The death knell for the ERA has long been that it was considered a stalking horse for placing the right to abortion in the Constitution. The abortion neutrality amendment proposed by Congressman James Sensenbrenner (R-WI) in 1983 was meant to be a way around making that the issue. After all these years of inconclusive judge-made law and bombastic rhetoric, why not make reference to the elephant in the room? Make the WEA an explicit referendum on abortion rights. Let us have the discussion, let the politicians do the polling and make their stances known, let the people respond by reelecting them or not. Let us make the decision through the democratic process, at long last.
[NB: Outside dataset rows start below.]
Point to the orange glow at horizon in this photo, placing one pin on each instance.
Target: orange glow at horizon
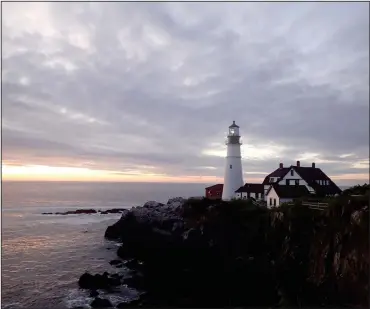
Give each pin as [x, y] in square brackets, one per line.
[52, 173]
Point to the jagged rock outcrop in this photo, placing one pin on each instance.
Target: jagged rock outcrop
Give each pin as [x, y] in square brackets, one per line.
[198, 252]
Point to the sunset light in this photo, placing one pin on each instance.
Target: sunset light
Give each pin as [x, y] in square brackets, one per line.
[53, 173]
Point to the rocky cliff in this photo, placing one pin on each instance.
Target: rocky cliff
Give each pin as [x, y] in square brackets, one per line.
[211, 253]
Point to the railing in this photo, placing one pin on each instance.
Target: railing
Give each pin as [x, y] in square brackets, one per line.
[315, 206]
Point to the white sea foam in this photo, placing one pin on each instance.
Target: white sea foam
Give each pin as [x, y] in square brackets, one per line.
[78, 298]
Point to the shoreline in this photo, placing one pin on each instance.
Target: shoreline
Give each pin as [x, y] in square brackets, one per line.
[190, 253]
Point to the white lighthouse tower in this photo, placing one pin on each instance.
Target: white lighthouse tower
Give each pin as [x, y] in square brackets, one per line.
[233, 178]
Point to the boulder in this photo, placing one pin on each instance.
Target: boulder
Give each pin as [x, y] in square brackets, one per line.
[95, 282]
[115, 262]
[94, 293]
[101, 303]
[133, 303]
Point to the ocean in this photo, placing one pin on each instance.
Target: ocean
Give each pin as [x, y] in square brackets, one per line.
[43, 256]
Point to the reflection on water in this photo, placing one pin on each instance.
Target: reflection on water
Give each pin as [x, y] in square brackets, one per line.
[42, 260]
[44, 255]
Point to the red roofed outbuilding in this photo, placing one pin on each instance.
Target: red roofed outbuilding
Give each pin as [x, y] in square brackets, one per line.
[214, 192]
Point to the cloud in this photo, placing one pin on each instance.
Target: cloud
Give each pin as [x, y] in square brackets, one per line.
[125, 86]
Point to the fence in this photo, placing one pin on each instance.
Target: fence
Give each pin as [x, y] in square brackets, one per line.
[315, 206]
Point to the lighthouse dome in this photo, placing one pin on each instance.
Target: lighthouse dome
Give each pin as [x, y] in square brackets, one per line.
[234, 125]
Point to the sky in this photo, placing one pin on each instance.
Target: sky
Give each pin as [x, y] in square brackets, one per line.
[146, 91]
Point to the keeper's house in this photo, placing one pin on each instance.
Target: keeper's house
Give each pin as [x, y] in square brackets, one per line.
[283, 185]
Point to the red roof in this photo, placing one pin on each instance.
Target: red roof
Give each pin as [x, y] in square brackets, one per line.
[219, 186]
[252, 188]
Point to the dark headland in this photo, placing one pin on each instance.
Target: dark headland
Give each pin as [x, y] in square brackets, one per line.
[203, 253]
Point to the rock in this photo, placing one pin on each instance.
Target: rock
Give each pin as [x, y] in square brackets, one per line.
[86, 281]
[152, 204]
[105, 281]
[115, 262]
[133, 303]
[94, 293]
[101, 303]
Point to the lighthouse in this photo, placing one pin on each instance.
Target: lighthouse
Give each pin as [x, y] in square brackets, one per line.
[233, 178]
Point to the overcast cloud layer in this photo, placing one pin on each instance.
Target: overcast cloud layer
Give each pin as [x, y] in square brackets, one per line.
[151, 88]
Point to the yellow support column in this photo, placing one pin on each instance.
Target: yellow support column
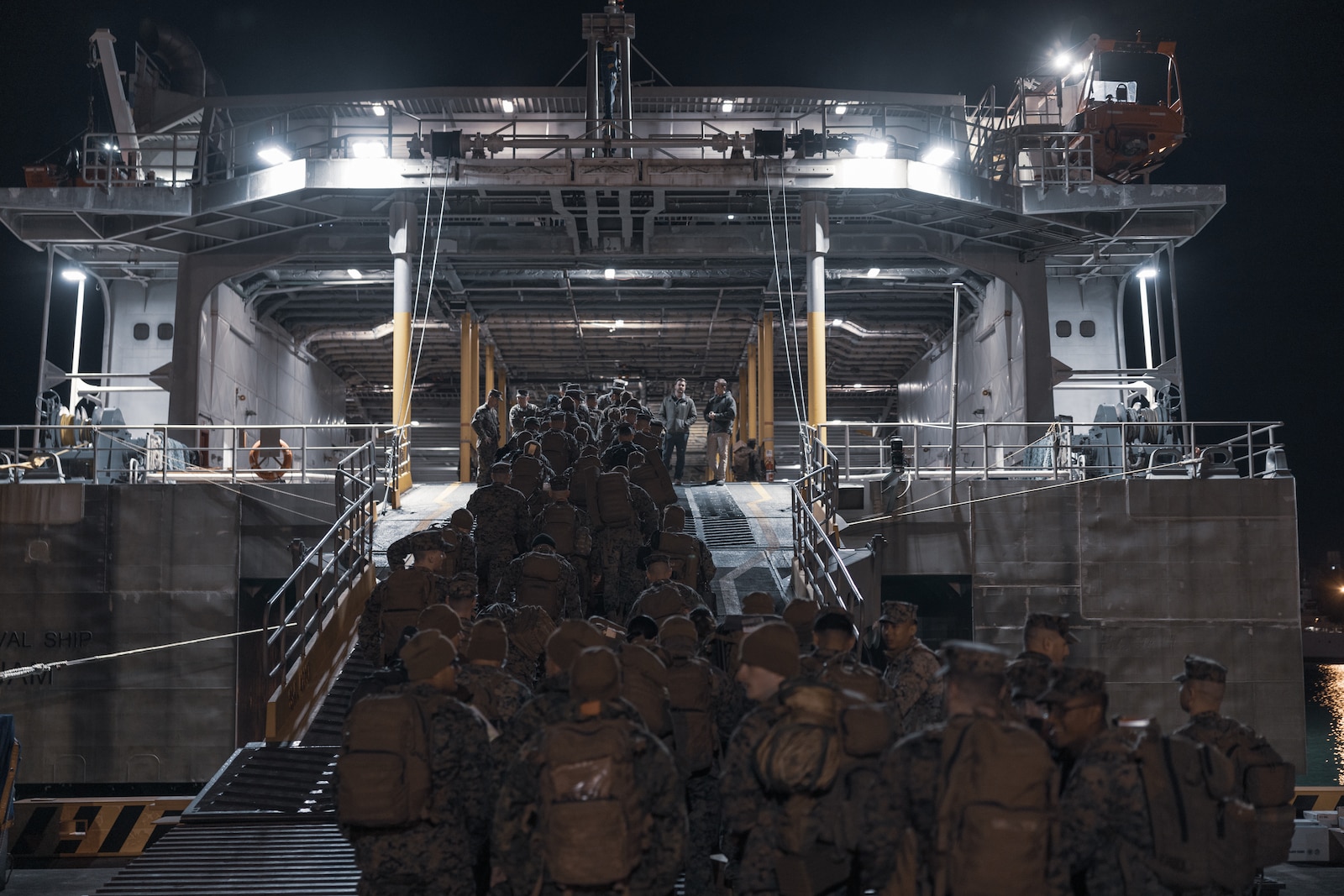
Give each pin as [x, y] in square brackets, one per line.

This is a dangerous move for both sides. Given poll numbers that consistently show a majority of Americans favor some sort of abortion rights, the pro-life movement could face a crushing defeat. Given the rise of conservatism in the post-Reagan era, the pro-choice movement might not want to chance putting it to the public. But for a nation starving for real leadership not drained away by niche issues, it’s a risk worth taking.

If adopting the WEA means at long last taking the abortion question out of the hands of demagogic politicians and didactic judges and putting it in the hands of the people, that’s more than enough reason for us to support it. This amendment will help us do what is right for our country. Just like quagmires and scandal, that’s never out of date.